Cari

Asal Mula Nama Pulau Sumatera

Peta kuno Paparan Sunda: Semennanjung Malaya, Sumatera, Jawa dan kalimantan
Sumber: wikipedia.org

[Historiana] - Sumatera yang dieja dalam KBBI (Kamus Besar Bahasa Indonesia) "Sumatra". Pulau Sumatera adalah pulau keenam terbesar di dunia yang terletak di Indonesia, dengan luas 473.481 km². Penduduk pulau ini sekitar 57.940.351 (sensus 2018). Pulau ini dikenal pula dengan nama lain yaitu Pulau Percha, Andalas, atau Suwarnadwipa  Kita masih bisa menemukan peta kuno yang masih menulis nama Andalas untuk Sumatera.

Pulau Sumatera, tercatat dalam sumber-sumber sejarah dan cerita-cerita rakyat, disebut-sebut sebagai “Pulau Emas”. Dalam bahasa Minang disebut "pulau ameh" yang kita jumpai dalam cerita Cindur Mata dari Minangkabau. Dalam bahasa Lampung disebut "tanoh mas" untuk menyebut pulau Sumatera.
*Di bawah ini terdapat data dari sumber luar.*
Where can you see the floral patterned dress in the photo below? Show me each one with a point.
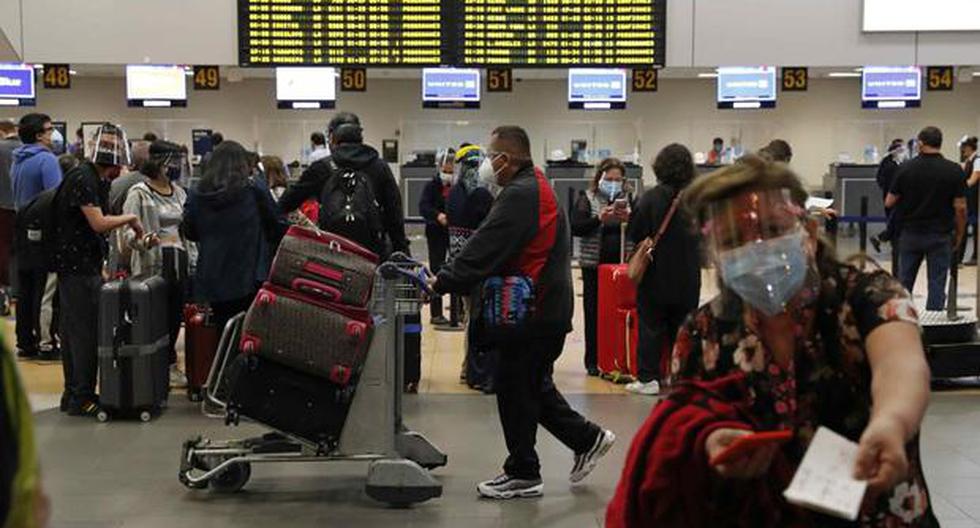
(826, 383)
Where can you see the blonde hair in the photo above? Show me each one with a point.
(275, 171)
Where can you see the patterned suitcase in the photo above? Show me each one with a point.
(287, 400)
(325, 265)
(307, 333)
(133, 342)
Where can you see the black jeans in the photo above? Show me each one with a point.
(78, 296)
(937, 250)
(438, 247)
(30, 291)
(527, 396)
(658, 330)
(590, 311)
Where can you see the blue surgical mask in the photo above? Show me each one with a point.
(610, 188)
(766, 274)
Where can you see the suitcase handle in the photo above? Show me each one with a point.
(306, 285)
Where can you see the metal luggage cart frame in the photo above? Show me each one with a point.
(399, 459)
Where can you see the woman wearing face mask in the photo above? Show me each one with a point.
(158, 202)
(432, 205)
(671, 287)
(795, 341)
(597, 219)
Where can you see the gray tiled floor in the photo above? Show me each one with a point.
(124, 474)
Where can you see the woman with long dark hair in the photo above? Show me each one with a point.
(235, 223)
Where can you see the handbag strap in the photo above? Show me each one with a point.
(665, 224)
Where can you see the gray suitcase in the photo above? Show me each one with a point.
(133, 347)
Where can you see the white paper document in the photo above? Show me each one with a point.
(825, 479)
(818, 203)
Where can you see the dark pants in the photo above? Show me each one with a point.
(79, 299)
(527, 396)
(224, 311)
(590, 311)
(438, 246)
(658, 330)
(936, 249)
(30, 292)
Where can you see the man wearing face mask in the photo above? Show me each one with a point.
(35, 170)
(526, 234)
(79, 249)
(432, 205)
(931, 193)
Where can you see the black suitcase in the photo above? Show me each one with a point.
(133, 347)
(288, 400)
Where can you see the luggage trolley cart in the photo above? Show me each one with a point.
(399, 459)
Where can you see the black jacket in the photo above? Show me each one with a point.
(231, 231)
(432, 203)
(526, 233)
(674, 276)
(364, 158)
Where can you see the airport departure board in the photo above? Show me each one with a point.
(487, 33)
(340, 32)
(567, 33)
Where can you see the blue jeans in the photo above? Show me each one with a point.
(937, 250)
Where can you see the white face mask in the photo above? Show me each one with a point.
(487, 174)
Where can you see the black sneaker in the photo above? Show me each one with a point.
(506, 487)
(586, 462)
(88, 408)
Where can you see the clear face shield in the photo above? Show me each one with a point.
(760, 246)
(110, 146)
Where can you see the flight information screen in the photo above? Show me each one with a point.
(476, 33)
(341, 32)
(564, 33)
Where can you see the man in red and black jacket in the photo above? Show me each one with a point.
(526, 233)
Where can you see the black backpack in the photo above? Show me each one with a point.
(348, 207)
(36, 228)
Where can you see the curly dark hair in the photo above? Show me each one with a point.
(674, 166)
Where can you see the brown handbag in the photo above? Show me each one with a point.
(643, 254)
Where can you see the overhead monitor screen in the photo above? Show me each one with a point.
(306, 88)
(340, 33)
(17, 85)
(450, 88)
(891, 87)
(596, 89)
(156, 86)
(567, 33)
(914, 15)
(747, 88)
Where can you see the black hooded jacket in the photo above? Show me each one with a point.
(364, 158)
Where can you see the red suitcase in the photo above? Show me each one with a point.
(617, 343)
(326, 265)
(200, 345)
(307, 333)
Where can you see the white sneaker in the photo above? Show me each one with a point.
(586, 462)
(177, 378)
(651, 388)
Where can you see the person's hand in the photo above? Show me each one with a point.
(608, 213)
(753, 465)
(136, 226)
(881, 456)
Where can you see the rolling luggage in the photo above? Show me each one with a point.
(617, 327)
(200, 345)
(307, 333)
(324, 265)
(133, 347)
(288, 400)
(617, 340)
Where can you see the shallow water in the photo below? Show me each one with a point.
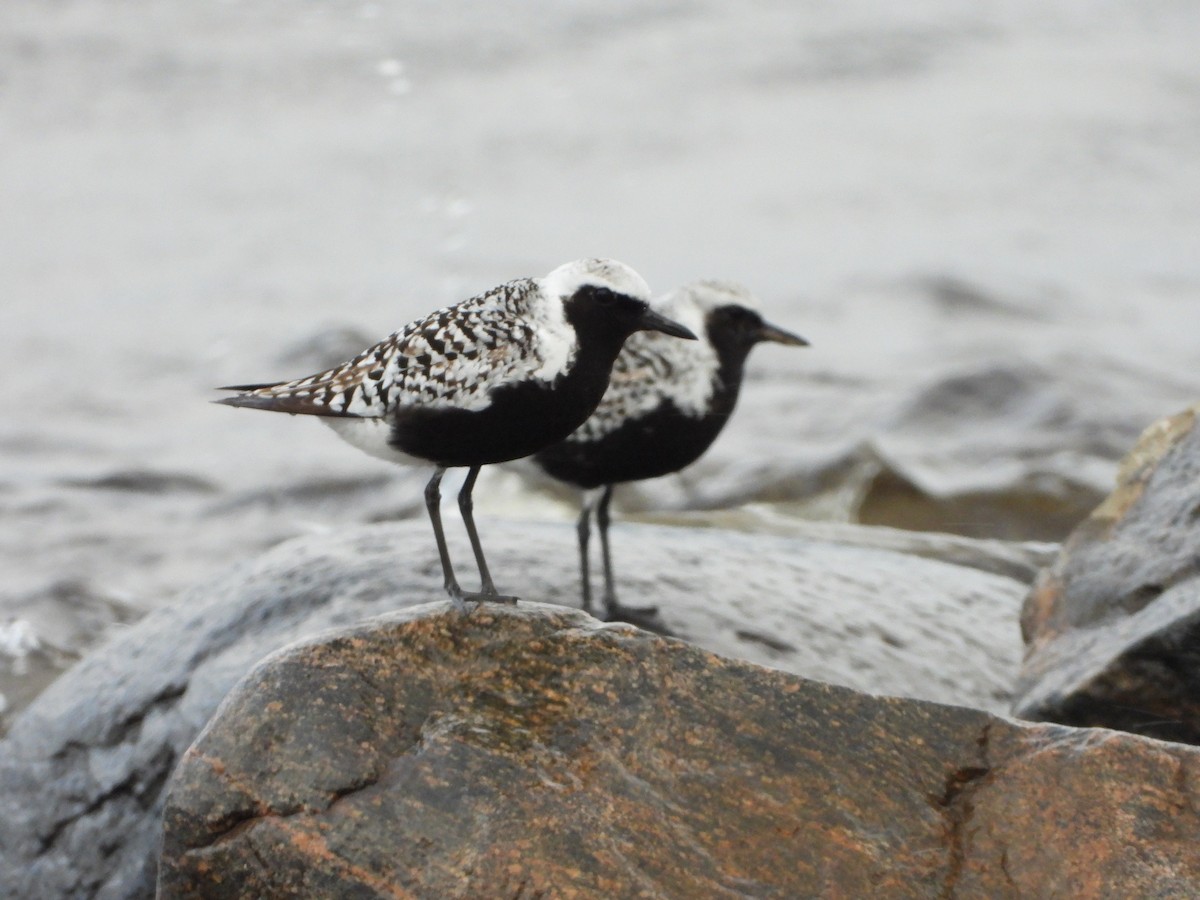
(984, 219)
Pendeta I-tsing (634-713) dari Cina, yang bertahun-tahun menetap di Sriwijaya (Shih-li-fo-shih atau San-fo-ts'i atau San Fo Qi.) pada abad ke-7, menyebut pulau Sumatera dengan nama chin-chou yang berarti “negeri emas”.

Dalam berbagai prasasti, pulau Sumatera disebut dengan nama Sansekerta: suvarnadipasuwarnadwipa (”pulau emas”) sebagai bagian dari suvarnabhumi, suwarnabhumi (Asia Tenggara).

Nama-nama ini sudah dipakai dalam naskah-naskah India sebelum Masehi.

Naskah Buddha yang termasuk paling tua, Kitab Jataka, menceritakan pelaut-pelaut India menyeberangi Teluk Benggala ke Suwarnabhumi.

Dalam cerita Ramayana dikisahkan pencarian Dewi Sinta, istri Rama yang diculik Ravana, sampai ke Suwarnadwipa. Para musafir Arab menyebut pulau Sumatera dengan nama Serendib, Suwarandib transliterasi dari nama Suwarnadwipa.

Lihat juga versi videonya



Abu Raihan Al-Biruni, ahli geografi Persia yang mengunjungi Sriwijaya tahun 1030, mengatakan bahwa negeri Sriwijaya terletak di pulau Suwarandib. Cuma entah kenapa, ada juga orang yang mengidentifikasi Serendib dengan Srilanka, yang tidak pernah disebut Suwarnadwipa!

Di kalangan bangsa Yunani purba, Pulau Sumatera sudah dikenal dengan nama Taprobana. Nama Taprobana Insula telah dipakai oleh Klaudios Ptolemaios, ahli geografi Yunani abad kedua Masehi, tepatnya tahun 165, ketika dia menguraikan daerah Asia Tenggara dalam karyanya Geographike Hyphegesis.
Ptolemaios menulis bahwa di pulau Taprobana terdapat negeri Barousai. Mungkin sekali negeri yang dimaksudkan adalah Barus di pantai barat Sumatera, yang terkenal sejak zaman purba sebagai penghasil kapur barus.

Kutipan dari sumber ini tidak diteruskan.